Process Intensification of CO₂ Absorption with MEA in a Rotating Packed Bed: Experimental Evaluation and Analysis

The emission of carbon dioxide (CO₂) from industrial sources, particularly power plants, remains one of the leading contributors to global climate change. While conventional post-combustion CO₂ capture technologies are effective, they are often limited by high energy consumption and large equipment size.
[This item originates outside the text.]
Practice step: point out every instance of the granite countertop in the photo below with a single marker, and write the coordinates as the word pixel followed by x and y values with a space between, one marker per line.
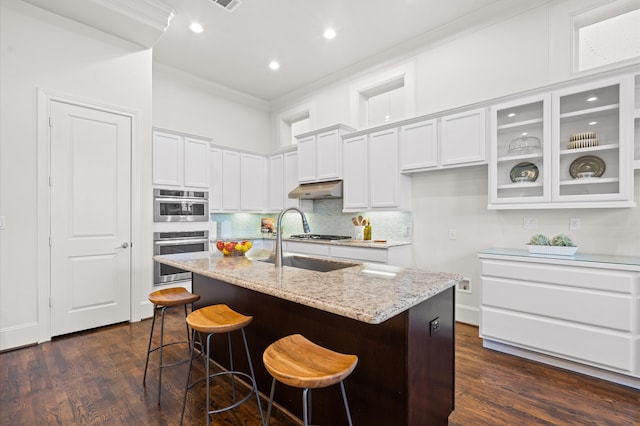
pixel 366 292
pixel 382 244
Rotating Packed Bed (RPB) technology offers a promising solution through process intensification and improved mass transfer. This study presents an experimental investigation of a laboratory-scale RPB absorber designed for CO₂ capture using aqueous monoethanolamine (MEA) solutions. The effects of rotor speed, MEA concentration, and liquid-to-gas (L/G) ratio on CO₂ capture efficiency and the overall volumetric gas-phase mass transfer coefficient \(\:\left({K}_{{G}^{a}}\right)\) were systematically examined. The results showed that increasing rotor speed significantly improved both CO₂ capture efficiency and KGa due to enhanced centrifugal acceleration and better gas–liquid contact. Higher MEA concentrations led to improved capture performance, attributed to increased reaction kinetics, while elevated L/G ratios further enhanced absorption efficiency and reduced the Height of Transfer Unit (HTU). The findings confirm the suitability of RPB technology for efficient and compact CO₂ absorption systems, with strong potential for industrial applications.